Fondé sur la pièce éponyme de Reinhold Jakob Michael Lenz écrite en 1776, l’opéra de Bernd Aloïs Zimmermann Die Soldaten se déroule entre le XVIIIe siècle et nos jours dans les Flandres françaises. Desportes, officier de l’armée française, courtise de façon pressante Marie, fille du marchand de nouveautés lillois Wesener qui aime le jeune drapier Stolzius, originaire d’Armentières. Malgré les mises en garde de son père, la jeune fille trahit son fiancé pour devenir la maîtresse de Desportes. C’est le début de sa déchéance. Passant d’un amant à l’autre, elle finira comme une misérable fille à soldats, tandis que Stolzius se donnera la mort après avoir empoisonné Desportes.
Die Soldaten (Les Soldats) de Bernd Alois Zimmermann (1918-1970) est l’opéra le plus fou jamais conçu par un compositeur. Le style et la structure de cette partition reconnue comme l'une des œuvres-clefs du XXe siècle, sa technique de collage musical et dramatique l’amènent aux limites de l’exécutable, ce qui explique en partie les difficultés et les réticences auxquelles a dû se confronter le compositeur avant de voir son ouvrage programmé. C’est une œuvre immense, autant par sa durée, ses moyens colossaux, sa richesse plurielle, sa complexité due notamment à la superposition constante de différentes strates musicales et temporelles notamment dans les scènes qui associent plusieurs actions simultanées selon le concept de sphéricité du temps enchevêtrant passé, présent et avenir, que la Philharmonie de Paris a proposé dimanche en conviant l’Orchestre du Gürzenich de Cologne et une distribution remarquable d’homogénéité et d’engagement à donner de ce chef-d’œuvre parmi les plus marquants de l’histoire de l’art lyrique en général et plus particulièrement de celle du XXe siècle, Die Soldaten (Les Soldats) de Bernd Aloïs Zimmermann d’après la pièce éponyme écrit en 1776 par le poète-dramaturge allemand Sturm und Drang Jakob Michael Reinhold Lenz (1751-1792). Il commença à composer Les Soldats le 17 janvier 1958. Il envoya très vite la première scène à son ami chef d’orchestre Günter Wand, qui la jugea inexécutable, constatant qu’elle dépassait les limites de ce qui était réalisable dans un théâtre d’opéra. « Tu sais combien je t’ai averti dès le début de ne pas franchir certaines limites de difficulté, écrira plus tard Wand, le 7 mai 1959. Tu as pourtant pris cette voie, apparemment parce que tu crois que ton style musical et ta force expressive ne peuvent pas se manifester autrement. Cela, c’est en définitive toi seul qui peux en décider. »

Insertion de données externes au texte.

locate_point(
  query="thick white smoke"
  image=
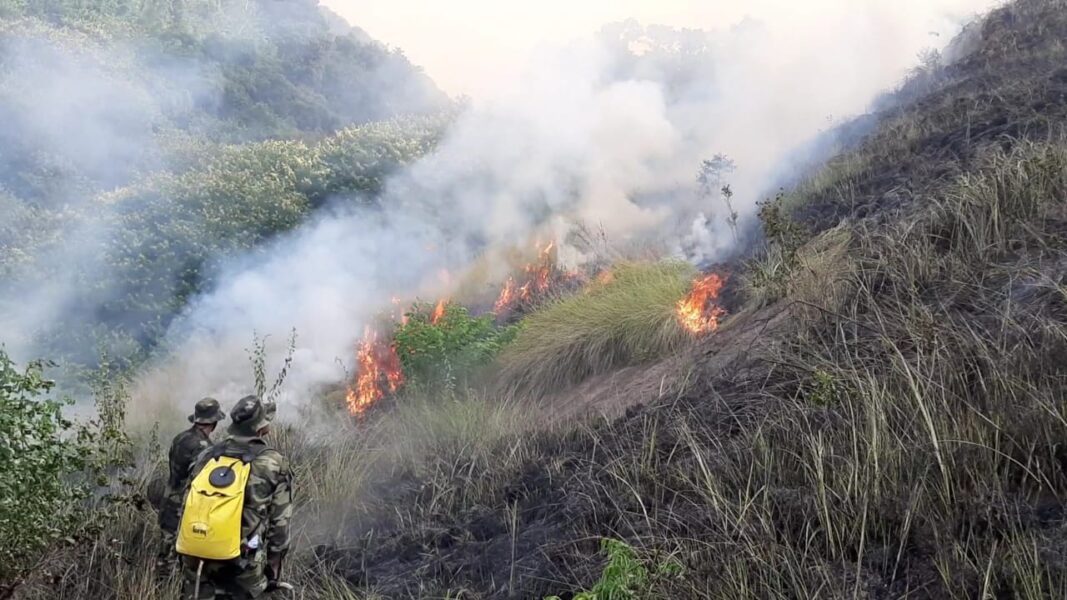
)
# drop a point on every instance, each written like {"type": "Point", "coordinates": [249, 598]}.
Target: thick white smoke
{"type": "Point", "coordinates": [608, 130]}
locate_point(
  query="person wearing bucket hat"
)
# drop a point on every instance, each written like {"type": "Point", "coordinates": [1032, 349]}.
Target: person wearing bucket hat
{"type": "Point", "coordinates": [265, 517]}
{"type": "Point", "coordinates": [185, 448]}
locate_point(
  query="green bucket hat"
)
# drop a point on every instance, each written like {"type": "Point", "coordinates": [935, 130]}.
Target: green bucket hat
{"type": "Point", "coordinates": [249, 415]}
{"type": "Point", "coordinates": [206, 412]}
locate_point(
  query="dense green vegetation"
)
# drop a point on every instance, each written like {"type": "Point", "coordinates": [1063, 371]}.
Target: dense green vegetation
{"type": "Point", "coordinates": [888, 421]}
{"type": "Point", "coordinates": [142, 143]}
{"type": "Point", "coordinates": [49, 467]}
{"type": "Point", "coordinates": [441, 353]}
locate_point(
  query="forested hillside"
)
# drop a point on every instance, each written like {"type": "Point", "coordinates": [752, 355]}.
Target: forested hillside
{"type": "Point", "coordinates": [142, 141]}
{"type": "Point", "coordinates": [863, 399]}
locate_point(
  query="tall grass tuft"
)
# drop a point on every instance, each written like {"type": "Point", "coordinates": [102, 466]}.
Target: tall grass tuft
{"type": "Point", "coordinates": [627, 319]}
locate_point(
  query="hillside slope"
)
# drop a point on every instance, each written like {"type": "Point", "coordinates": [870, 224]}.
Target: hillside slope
{"type": "Point", "coordinates": [894, 425]}
{"type": "Point", "coordinates": [144, 142]}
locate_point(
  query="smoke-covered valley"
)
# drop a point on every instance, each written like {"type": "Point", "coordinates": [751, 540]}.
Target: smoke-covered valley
{"type": "Point", "coordinates": [606, 132]}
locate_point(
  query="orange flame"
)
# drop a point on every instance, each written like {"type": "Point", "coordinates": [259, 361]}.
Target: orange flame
{"type": "Point", "coordinates": [439, 311]}
{"type": "Point", "coordinates": [378, 373]}
{"type": "Point", "coordinates": [538, 278]}
{"type": "Point", "coordinates": [698, 312]}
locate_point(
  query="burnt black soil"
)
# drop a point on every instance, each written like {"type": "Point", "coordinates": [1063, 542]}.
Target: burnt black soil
{"type": "Point", "coordinates": [530, 527]}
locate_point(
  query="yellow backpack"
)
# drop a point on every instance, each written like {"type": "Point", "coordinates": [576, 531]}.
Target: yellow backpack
{"type": "Point", "coordinates": [211, 520]}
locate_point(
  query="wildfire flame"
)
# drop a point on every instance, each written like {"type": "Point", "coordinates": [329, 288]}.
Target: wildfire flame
{"type": "Point", "coordinates": [378, 373]}
{"type": "Point", "coordinates": [439, 311]}
{"type": "Point", "coordinates": [698, 312]}
{"type": "Point", "coordinates": [508, 296]}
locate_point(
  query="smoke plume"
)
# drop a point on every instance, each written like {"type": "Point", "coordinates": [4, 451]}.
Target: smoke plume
{"type": "Point", "coordinates": [608, 130]}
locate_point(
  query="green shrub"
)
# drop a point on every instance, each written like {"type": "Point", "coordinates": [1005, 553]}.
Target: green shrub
{"type": "Point", "coordinates": [41, 455]}
{"type": "Point", "coordinates": [625, 575]}
{"type": "Point", "coordinates": [628, 319]}
{"type": "Point", "coordinates": [440, 353]}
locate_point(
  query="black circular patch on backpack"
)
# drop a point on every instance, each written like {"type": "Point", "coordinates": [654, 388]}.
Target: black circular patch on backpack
{"type": "Point", "coordinates": [222, 477]}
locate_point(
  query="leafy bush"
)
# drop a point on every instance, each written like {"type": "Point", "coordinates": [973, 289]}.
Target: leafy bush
{"type": "Point", "coordinates": [42, 457]}
{"type": "Point", "coordinates": [625, 320]}
{"type": "Point", "coordinates": [440, 353]}
{"type": "Point", "coordinates": [625, 575]}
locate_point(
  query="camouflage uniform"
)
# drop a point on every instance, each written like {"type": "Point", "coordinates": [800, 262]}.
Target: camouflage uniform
{"type": "Point", "coordinates": [185, 448]}
{"type": "Point", "coordinates": [268, 507]}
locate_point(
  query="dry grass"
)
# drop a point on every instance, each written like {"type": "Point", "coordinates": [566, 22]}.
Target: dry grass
{"type": "Point", "coordinates": [627, 320]}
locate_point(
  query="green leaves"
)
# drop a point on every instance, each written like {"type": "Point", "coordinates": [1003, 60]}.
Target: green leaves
{"type": "Point", "coordinates": [625, 577]}
{"type": "Point", "coordinates": [50, 466]}
{"type": "Point", "coordinates": [440, 353]}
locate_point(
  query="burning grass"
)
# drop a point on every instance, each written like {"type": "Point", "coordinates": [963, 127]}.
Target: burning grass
{"type": "Point", "coordinates": [624, 319]}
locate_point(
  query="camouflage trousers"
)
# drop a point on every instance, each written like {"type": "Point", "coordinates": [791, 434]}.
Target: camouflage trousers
{"type": "Point", "coordinates": [224, 580]}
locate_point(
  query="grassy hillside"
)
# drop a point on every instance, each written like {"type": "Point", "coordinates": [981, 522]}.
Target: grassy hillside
{"type": "Point", "coordinates": [881, 416]}
{"type": "Point", "coordinates": [893, 432]}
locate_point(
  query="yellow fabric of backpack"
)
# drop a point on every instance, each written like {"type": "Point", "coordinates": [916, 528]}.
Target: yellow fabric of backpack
{"type": "Point", "coordinates": [211, 520]}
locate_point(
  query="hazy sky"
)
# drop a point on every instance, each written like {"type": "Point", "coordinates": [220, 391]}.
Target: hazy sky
{"type": "Point", "coordinates": [466, 45]}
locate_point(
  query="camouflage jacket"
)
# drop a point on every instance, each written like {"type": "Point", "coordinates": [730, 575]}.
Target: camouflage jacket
{"type": "Point", "coordinates": [268, 495]}
{"type": "Point", "coordinates": [185, 448]}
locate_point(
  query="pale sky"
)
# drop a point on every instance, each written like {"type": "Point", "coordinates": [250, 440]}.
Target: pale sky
{"type": "Point", "coordinates": [465, 45]}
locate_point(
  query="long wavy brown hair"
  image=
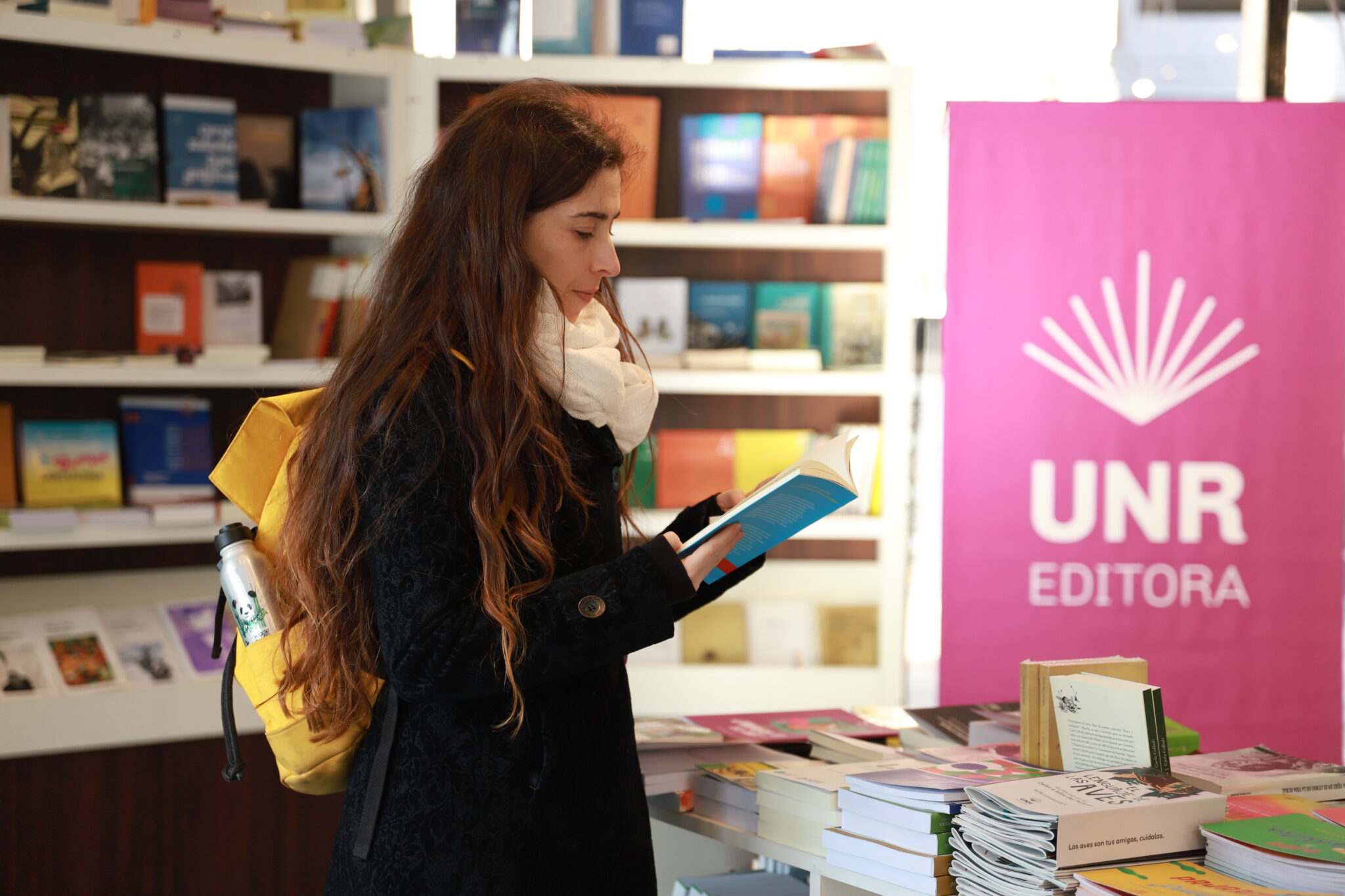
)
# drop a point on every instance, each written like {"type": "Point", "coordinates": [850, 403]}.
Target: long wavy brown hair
{"type": "Point", "coordinates": [454, 277]}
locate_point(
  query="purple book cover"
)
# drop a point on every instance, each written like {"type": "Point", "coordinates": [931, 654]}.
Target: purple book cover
{"type": "Point", "coordinates": [194, 624]}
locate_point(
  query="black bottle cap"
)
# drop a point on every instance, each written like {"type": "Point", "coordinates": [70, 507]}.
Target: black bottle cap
{"type": "Point", "coordinates": [231, 534]}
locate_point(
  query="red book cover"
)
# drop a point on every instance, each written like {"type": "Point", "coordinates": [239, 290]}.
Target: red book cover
{"type": "Point", "coordinates": [169, 307]}
{"type": "Point", "coordinates": [790, 727]}
{"type": "Point", "coordinates": [692, 465]}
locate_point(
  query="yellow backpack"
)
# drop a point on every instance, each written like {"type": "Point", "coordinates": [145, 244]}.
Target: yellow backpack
{"type": "Point", "coordinates": [252, 475]}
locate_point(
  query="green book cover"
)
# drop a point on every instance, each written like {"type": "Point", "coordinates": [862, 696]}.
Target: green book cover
{"type": "Point", "coordinates": [786, 314]}
{"type": "Point", "coordinates": [1293, 834]}
{"type": "Point", "coordinates": [1181, 740]}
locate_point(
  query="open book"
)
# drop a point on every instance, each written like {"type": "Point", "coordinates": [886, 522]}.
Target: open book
{"type": "Point", "coordinates": [818, 484]}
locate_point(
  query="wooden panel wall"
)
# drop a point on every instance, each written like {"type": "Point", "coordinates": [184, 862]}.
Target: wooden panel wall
{"type": "Point", "coordinates": [160, 821]}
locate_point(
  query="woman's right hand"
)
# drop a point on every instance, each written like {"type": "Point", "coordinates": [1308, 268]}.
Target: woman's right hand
{"type": "Point", "coordinates": [705, 558]}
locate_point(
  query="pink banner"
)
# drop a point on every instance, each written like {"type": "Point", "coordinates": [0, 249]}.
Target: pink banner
{"type": "Point", "coordinates": [1145, 383]}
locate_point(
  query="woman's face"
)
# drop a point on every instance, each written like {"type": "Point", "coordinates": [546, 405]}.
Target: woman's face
{"type": "Point", "coordinates": [571, 244]}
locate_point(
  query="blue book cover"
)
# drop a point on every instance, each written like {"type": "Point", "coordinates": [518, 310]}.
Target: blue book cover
{"type": "Point", "coordinates": [816, 486]}
{"type": "Point", "coordinates": [651, 27]}
{"type": "Point", "coordinates": [201, 150]}
{"type": "Point", "coordinates": [487, 26]}
{"type": "Point", "coordinates": [563, 26]}
{"type": "Point", "coordinates": [721, 165]}
{"type": "Point", "coordinates": [165, 448]}
{"type": "Point", "coordinates": [721, 314]}
{"type": "Point", "coordinates": [341, 163]}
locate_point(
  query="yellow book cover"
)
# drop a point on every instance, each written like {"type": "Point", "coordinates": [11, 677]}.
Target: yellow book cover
{"type": "Point", "coordinates": [716, 633]}
{"type": "Point", "coordinates": [70, 464]}
{"type": "Point", "coordinates": [759, 454]}
{"type": "Point", "coordinates": [1164, 879]}
{"type": "Point", "coordinates": [849, 636]}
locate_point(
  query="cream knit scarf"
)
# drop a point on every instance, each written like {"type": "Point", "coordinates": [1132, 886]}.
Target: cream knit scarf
{"type": "Point", "coordinates": [583, 370]}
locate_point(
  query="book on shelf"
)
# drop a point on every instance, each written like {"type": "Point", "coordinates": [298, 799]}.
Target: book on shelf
{"type": "Point", "coordinates": [1268, 805]}
{"type": "Point", "coordinates": [489, 26]}
{"type": "Point", "coordinates": [1109, 721]}
{"type": "Point", "coordinates": [850, 324]}
{"type": "Point", "coordinates": [1294, 851]}
{"type": "Point", "coordinates": [849, 636]}
{"type": "Point", "coordinates": [1040, 735]}
{"type": "Point", "coordinates": [563, 27]}
{"type": "Point", "coordinates": [267, 175]}
{"type": "Point", "coordinates": [782, 633]}
{"type": "Point", "coordinates": [169, 308]}
{"type": "Point", "coordinates": [341, 165]}
{"type": "Point", "coordinates": [720, 314]}
{"type": "Point", "coordinates": [970, 725]}
{"type": "Point", "coordinates": [45, 146]}
{"type": "Point", "coordinates": [119, 147]}
{"type": "Point", "coordinates": [69, 464]}
{"type": "Point", "coordinates": [692, 465]}
{"type": "Point", "coordinates": [231, 308]}
{"type": "Point", "coordinates": [785, 316]}
{"type": "Point", "coordinates": [658, 734]}
{"type": "Point", "coordinates": [201, 150]}
{"type": "Point", "coordinates": [9, 461]}
{"type": "Point", "coordinates": [654, 309]}
{"type": "Point", "coordinates": [651, 27]}
{"type": "Point", "coordinates": [1170, 879]}
{"type": "Point", "coordinates": [801, 495]}
{"type": "Point", "coordinates": [27, 668]}
{"type": "Point", "coordinates": [167, 450]}
{"type": "Point", "coordinates": [1261, 770]}
{"type": "Point", "coordinates": [721, 165]}
{"type": "Point", "coordinates": [790, 726]}
{"type": "Point", "coordinates": [1082, 819]}
{"type": "Point", "coordinates": [716, 633]}
{"type": "Point", "coordinates": [141, 641]}
{"type": "Point", "coordinates": [81, 649]}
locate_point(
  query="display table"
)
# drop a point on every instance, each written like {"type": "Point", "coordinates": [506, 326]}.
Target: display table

Opéra en quatre actes et quinze scènes (cinq dans les acte I et III, deux dans l’acte II, trois dans l’acte IV) créé non sans difficultés à l’Opéra de Cologne le 15 février 1965 sous la direction de Michael Gielen et dans une mise en scène de Hans Neugebauer (3), l’œuvre a occupé l’esprit du compositeur dès 1955, à l’instar de cette autre œuvre-monde qu’est le Requiem für einem jungen Dichter (Requiem pour un jeune poète) créé quatre ans après et que Paris a eu la chance d’entendre deux fois, en 1995 au Châtelet dans le cadre du Festival d’Automne à Paris, dirigé par Michaël Gielen à la tête de l’Orchestre Symphonique de la Radio de Baden-Baden (Südwestfunk), et des Chœurs de la Radio de Cologne, de Stuttgart, du Festival d’Edimbourg et de la Radio slovaque, équipe qui venait de l’enregistrer pour le label Sony Classical, et en 2015 à la Philharmonie dans celui du Festival ManiFeste de l’Ircam avec l'Orchestre Symphonique de la Radio de Stuttgart SWR et des effectifs choraux français dirigés par Michel Tabachnik. Pour Die Soldaten, il n’aura fallu que… dix-huit ans pour qu’il soit donné en France. L’honneur en revint à l’Opéra de Lyon, qui en donna la première représentation le 18 février 1983 en l’Auditorium Maurice Ravel, sous la direction de Serge Baudo et dans une mise en scène du cinéaste britannique Ken Russell et des décors de Ralph Koltai. Il fallut ensuite attendre plus de cinq ans pour qu’il soit de nouveau programmé, cette fois pour deux représentations au Théâtre Municipal de Strasbourg, les 17 et 18 septembre 1988 dans le cadre du Festival Musica, dans une production de l’Opéra de Stuttgart dirigée par Bernhard Kontarsky et mis en scène par Harry Kupfer (3), qui sera reprise à Paris le 22 janvier 1994 à l’Opéra Bastille pour une série de six représentations, la dernière étant donnée le 2 février suivant.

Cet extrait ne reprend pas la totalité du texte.